Content can also be v LG’s Media Home. This is a landscape locked menu system that auto-launches when you connect the Optimus 4X HD to a TV. Both options are polished, work to great effect and when coupled with the passable playback from the onboard speaker make for a positive close to this section.
LG Optimus 4X HD: Connectivity & Browser
You’re getting everything but LTE in the LG Optimus 4X HD. Listing the connections out and you’re talking 3G, Wi-Fi, Wi-Fi Direct, Bluetooth, GPS, NFC and MHL.
Web browsing on the huge screen is an absolute pleasure with the on board browser doing a good job. The screen’s ability to produce gorgeous whites and deliver pin sharp text helps things along and a quick download of Google’s Chrome browser from the Play Store will give you what is amongst the best mobile browsing experiences you’re likely to get on the go. Until LTE and DC-HSPA becomes the norm therefore, the LG Optimus 4X HD sits at the top of the pile along with the HTC One X and Sony Xperia T.
LG Optimus 4X HD: Performance & Battery
Quad-core Nvidia Tegra 3 clocked at 1.5GHz and there’s little doubt you’re going to be getting great performance out of the LG Optimus 4X HD. We’ve seen the processor in similar hardware before doing a sterling job and it’s delivering considerably more oomph than we needed for most tasks. An exception must be made for 3D games however. Not only do the games look incredible on the large bright display but they play back smoothly too. The phone benchmarks like a champ and is amply powered to handle whatever you're likely to throw at it. Touching on call quality and this is also good with audible clarity and decent volume levels.
Turbo-charged quad-core power comes at a cost however and unsurprisingly that cost is power itself. LG has touted the 4X HD as being the first to ship with their SIO+ Battery which means more mAh in less space, and indeed the 2150 mAh cell is very compact. LG also claim whites are more power efficient than the competition and their power management on their latest flagship is revolutionary.
We won’t contest LG’s claims, but the reality is the power consumption on the latest line of quad-core phones isn’t far off revolutionary either. If you use the LG Optimus 4X HD half as much as we wanted to, you’ll make it as far as around 6PM before you hit empty. Its major power drainer is the screen so leaving it in standby will push it possibly even through to a second day, but when you get such a solid smarphone, setting it down is the last thing you want to do. In its favour and unlike both the HTC One X and Sony Xperia T, the battery is removable so you can carry a spare if you’re so inclined.

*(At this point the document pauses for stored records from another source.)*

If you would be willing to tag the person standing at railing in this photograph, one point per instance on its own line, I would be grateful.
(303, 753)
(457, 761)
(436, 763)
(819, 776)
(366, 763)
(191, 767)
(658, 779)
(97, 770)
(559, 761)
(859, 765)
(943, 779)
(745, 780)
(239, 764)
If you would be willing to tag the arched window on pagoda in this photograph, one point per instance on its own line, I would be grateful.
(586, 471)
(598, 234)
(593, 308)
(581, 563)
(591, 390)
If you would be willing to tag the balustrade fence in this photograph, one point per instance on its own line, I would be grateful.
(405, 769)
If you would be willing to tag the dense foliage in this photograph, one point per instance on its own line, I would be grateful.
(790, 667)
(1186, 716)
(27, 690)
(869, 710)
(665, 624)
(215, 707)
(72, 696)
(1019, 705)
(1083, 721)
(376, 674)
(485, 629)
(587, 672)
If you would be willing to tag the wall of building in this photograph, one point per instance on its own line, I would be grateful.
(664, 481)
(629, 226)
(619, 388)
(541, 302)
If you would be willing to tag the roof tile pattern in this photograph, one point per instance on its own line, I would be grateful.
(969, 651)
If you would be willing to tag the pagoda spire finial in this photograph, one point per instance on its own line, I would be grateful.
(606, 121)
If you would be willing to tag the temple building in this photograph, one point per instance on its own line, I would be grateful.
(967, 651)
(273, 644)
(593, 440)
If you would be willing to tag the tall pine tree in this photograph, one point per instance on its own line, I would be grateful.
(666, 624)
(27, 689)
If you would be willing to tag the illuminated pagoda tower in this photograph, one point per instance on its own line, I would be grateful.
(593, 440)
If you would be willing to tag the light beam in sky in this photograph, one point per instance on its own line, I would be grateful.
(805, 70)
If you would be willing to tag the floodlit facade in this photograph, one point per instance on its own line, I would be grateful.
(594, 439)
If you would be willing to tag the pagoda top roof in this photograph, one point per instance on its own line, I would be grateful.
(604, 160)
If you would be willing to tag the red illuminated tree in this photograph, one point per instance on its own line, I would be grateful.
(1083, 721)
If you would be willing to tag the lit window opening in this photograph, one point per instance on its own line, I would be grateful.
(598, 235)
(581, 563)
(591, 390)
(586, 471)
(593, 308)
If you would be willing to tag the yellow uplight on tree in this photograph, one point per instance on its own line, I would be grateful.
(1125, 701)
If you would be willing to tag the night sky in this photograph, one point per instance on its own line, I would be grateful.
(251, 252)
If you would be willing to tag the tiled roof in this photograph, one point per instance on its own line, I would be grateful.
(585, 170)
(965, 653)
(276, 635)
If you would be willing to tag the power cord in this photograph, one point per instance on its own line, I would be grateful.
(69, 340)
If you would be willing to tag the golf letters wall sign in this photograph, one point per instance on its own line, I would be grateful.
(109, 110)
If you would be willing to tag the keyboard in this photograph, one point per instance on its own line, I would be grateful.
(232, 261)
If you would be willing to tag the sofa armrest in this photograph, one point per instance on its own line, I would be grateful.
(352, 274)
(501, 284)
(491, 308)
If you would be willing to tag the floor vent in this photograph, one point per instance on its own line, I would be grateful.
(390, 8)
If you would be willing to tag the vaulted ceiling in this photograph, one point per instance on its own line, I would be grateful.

LG Optimus 4X HD: Conclusion
This is LG’s best phone to date. The LG Optimus 4X HD doesn’t have the most cohesive design or a particularly fantastic camera, but the screen is stunning, the UI charming and games look great, playing back smoothly. As with the HTC One X, battery life is a pain point, on occasion dying before the day’s out but if you’re prepared to carry a spare, then this flagship is definitely worth your deliberation. Costing in the region of the HTC One X or Samsung Galaxy S3, we would say that the LG Optimus 4X HD was the weakest of the bunch, however with prices online ranging from £299 upwards online, anything under £320 would be a bargain.